One of the world’s most successful and celebrated children’s authors, Eric Carle, once lamented that the problem with children today is “too much, too soon.” His picture books – The Hungry Caterpillar, Brown Bear, Brown Bear and others – are superb illustrations of another famous ad line: “Less is more.” In our household, or at the school bus stop, grown-ups frequently lament how in our day, we had cold drinks once a month – if that – and how much sweeter and fizzier and more delicious they were for that. Ice cream was a rarity, toys were played with until they disintegrated, and a trip to the cinema was an annual event. But how do you explain to a child that their mean and evil parents say no, not to deny the pleasure, but to sharpen it? The law of diminishing returns is hard enough for most adults to grasp.
And how hollow that argument rings when we, ourselves, succumb so willingly to the lure. The overt message of the car ad, is that adults are just big kids in the sweetshop of consumerism: that the desire to own is something we never do and – more importantly – never should outgrow. What does this say about our own values (plural), or even our understanding of ‘value’ (singular) itself.

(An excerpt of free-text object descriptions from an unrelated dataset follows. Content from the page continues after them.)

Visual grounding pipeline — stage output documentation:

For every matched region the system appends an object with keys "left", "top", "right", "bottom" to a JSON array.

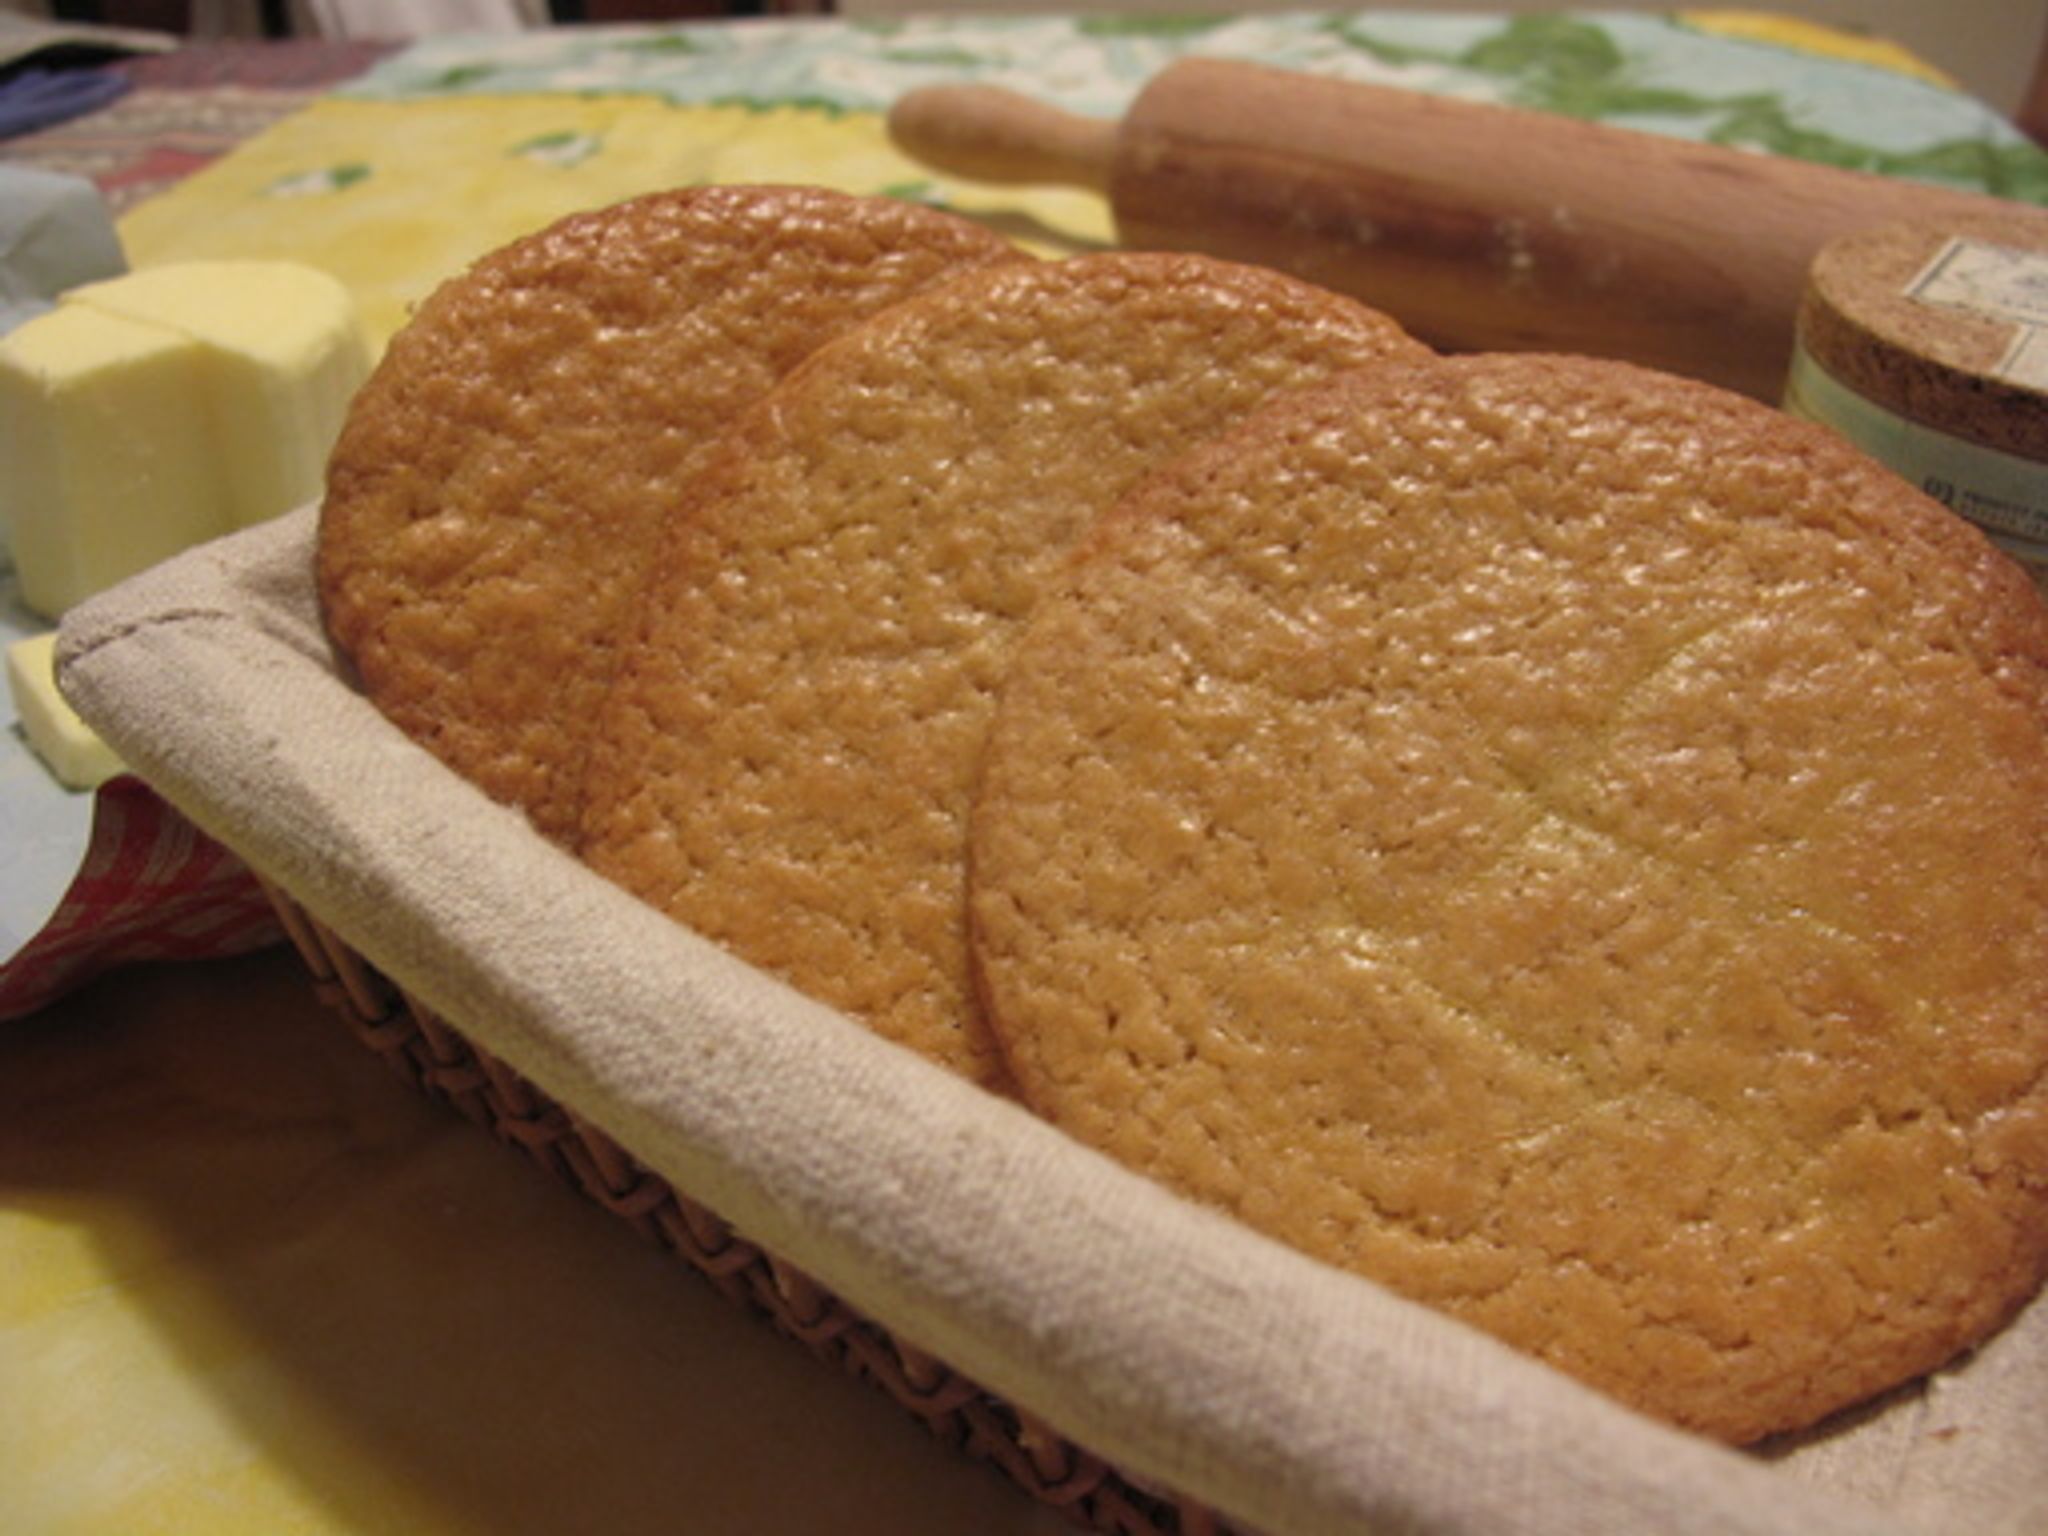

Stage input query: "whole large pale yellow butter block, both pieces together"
[{"left": 0, "top": 262, "right": 371, "bottom": 618}]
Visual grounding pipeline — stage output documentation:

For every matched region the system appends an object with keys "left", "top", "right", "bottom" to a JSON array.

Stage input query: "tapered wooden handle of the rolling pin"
[{"left": 889, "top": 86, "right": 1116, "bottom": 193}]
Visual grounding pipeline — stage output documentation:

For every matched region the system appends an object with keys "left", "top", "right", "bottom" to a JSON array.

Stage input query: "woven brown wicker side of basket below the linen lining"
[{"left": 258, "top": 877, "right": 1235, "bottom": 1536}]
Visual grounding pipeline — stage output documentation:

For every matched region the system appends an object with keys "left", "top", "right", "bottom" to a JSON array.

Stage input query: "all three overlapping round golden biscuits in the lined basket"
[{"left": 319, "top": 188, "right": 2048, "bottom": 1442}]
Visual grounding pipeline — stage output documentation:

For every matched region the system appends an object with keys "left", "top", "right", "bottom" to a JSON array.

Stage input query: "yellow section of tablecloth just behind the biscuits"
[{"left": 121, "top": 94, "right": 1110, "bottom": 348}]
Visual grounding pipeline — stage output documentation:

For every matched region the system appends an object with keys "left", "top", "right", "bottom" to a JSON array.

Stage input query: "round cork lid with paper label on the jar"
[{"left": 1798, "top": 205, "right": 2048, "bottom": 463}]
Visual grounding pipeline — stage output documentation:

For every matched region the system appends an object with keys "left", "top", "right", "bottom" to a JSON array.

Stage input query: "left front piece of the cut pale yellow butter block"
[{"left": 0, "top": 305, "right": 231, "bottom": 618}]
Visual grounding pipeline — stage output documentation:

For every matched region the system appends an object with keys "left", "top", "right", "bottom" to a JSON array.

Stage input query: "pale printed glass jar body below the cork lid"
[{"left": 1784, "top": 346, "right": 2048, "bottom": 565}]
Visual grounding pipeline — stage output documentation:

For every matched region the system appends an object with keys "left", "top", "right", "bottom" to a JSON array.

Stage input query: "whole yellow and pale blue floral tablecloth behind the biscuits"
[{"left": 108, "top": 10, "right": 2048, "bottom": 348}]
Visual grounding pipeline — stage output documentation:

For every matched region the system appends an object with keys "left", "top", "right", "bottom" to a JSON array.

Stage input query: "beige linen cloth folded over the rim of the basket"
[{"left": 61, "top": 510, "right": 2048, "bottom": 1536}]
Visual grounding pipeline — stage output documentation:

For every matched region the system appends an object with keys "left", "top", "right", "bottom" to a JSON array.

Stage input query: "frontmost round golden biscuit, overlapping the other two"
[{"left": 971, "top": 348, "right": 2048, "bottom": 1442}]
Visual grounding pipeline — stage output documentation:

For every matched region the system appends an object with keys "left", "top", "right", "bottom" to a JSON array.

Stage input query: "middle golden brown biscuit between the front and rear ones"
[{"left": 582, "top": 254, "right": 1421, "bottom": 1083}]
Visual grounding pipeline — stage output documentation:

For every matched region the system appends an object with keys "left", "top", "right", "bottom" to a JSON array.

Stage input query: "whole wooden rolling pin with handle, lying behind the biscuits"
[{"left": 889, "top": 59, "right": 2023, "bottom": 399}]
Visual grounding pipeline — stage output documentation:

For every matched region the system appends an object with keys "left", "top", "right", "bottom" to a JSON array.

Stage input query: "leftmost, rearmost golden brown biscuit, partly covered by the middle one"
[{"left": 319, "top": 186, "right": 1022, "bottom": 856}]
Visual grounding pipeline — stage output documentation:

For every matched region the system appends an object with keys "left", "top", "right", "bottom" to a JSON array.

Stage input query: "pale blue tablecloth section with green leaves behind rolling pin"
[{"left": 340, "top": 6, "right": 2048, "bottom": 201}]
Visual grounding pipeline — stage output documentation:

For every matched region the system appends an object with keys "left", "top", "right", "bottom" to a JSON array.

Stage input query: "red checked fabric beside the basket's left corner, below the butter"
[{"left": 0, "top": 776, "right": 283, "bottom": 1020}]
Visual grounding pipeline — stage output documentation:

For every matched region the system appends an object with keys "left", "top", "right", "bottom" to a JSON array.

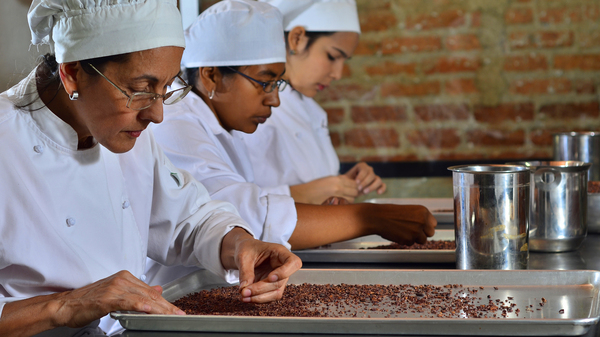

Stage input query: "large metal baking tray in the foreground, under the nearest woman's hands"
[{"left": 111, "top": 269, "right": 600, "bottom": 336}]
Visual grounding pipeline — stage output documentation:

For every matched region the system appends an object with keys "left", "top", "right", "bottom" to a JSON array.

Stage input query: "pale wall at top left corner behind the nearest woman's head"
[{"left": 0, "top": 0, "right": 49, "bottom": 92}]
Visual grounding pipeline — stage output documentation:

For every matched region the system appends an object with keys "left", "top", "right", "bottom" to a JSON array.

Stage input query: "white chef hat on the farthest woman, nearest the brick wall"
[{"left": 260, "top": 0, "right": 360, "bottom": 34}]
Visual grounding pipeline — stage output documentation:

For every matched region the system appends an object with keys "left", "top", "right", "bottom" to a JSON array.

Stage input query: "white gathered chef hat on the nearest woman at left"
[{"left": 27, "top": 0, "right": 185, "bottom": 63}]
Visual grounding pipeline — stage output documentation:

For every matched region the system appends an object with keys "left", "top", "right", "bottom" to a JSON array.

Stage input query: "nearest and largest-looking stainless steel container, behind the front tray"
[{"left": 448, "top": 165, "right": 530, "bottom": 269}]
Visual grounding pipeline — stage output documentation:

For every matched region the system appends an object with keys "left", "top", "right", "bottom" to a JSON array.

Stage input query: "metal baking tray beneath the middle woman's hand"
[{"left": 294, "top": 229, "right": 456, "bottom": 263}]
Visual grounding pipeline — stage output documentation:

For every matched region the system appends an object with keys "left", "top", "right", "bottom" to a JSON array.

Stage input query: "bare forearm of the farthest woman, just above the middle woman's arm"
[{"left": 290, "top": 174, "right": 359, "bottom": 205}]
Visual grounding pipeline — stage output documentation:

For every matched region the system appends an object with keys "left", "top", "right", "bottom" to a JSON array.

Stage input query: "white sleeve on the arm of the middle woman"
[{"left": 155, "top": 113, "right": 297, "bottom": 248}]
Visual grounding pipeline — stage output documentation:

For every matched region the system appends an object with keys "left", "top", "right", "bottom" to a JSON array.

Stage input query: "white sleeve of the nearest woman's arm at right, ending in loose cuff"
[{"left": 148, "top": 131, "right": 253, "bottom": 281}]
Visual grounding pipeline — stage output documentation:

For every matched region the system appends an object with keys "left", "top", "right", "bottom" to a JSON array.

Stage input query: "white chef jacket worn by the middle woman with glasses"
[{"left": 153, "top": 92, "right": 297, "bottom": 248}]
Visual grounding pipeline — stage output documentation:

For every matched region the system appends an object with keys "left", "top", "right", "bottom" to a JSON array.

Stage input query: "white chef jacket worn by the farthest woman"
[{"left": 243, "top": 85, "right": 340, "bottom": 195}]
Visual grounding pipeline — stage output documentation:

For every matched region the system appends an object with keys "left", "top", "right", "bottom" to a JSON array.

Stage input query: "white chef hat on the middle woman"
[{"left": 181, "top": 0, "right": 286, "bottom": 68}]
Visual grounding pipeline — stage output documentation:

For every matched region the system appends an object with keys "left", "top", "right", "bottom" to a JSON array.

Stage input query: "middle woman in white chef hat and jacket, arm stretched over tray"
[{"left": 154, "top": 0, "right": 436, "bottom": 260}]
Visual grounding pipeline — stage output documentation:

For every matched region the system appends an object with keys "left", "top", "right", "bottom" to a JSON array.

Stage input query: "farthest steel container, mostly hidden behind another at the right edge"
[{"left": 553, "top": 132, "right": 600, "bottom": 181}]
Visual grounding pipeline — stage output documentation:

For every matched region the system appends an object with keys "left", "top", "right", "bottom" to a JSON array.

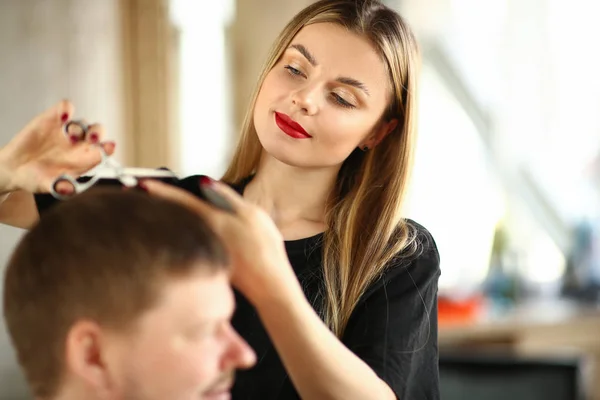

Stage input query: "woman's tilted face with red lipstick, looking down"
[{"left": 254, "top": 23, "right": 396, "bottom": 168}]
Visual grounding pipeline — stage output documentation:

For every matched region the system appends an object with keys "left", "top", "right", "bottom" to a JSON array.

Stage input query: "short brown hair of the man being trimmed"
[{"left": 4, "top": 188, "right": 229, "bottom": 397}]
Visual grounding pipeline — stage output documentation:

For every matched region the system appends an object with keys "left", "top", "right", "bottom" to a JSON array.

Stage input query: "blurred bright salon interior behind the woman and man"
[{"left": 0, "top": 0, "right": 600, "bottom": 400}]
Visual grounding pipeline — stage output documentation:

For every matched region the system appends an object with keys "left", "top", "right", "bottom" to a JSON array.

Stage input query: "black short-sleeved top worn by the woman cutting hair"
[{"left": 35, "top": 176, "right": 440, "bottom": 400}]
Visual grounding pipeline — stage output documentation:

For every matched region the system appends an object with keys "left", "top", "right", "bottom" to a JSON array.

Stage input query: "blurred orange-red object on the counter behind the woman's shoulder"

Perhaps the job of parenting is not so different from that of living responsibly and ethically in the twenty-first century, when rampant consumerism and wastefulness is pushing our planet to the point of no return. Wouldn’t it be good if we had God the Parent, wagging his long white beard, and dragging us away by the hand, saying “No, beta. Enough is enough.” We may throw our childish tantrums, but in the end, perhaps will discover that happiness lies in being content with what you have, and not striving to fill the bottomless pit of what you don’t.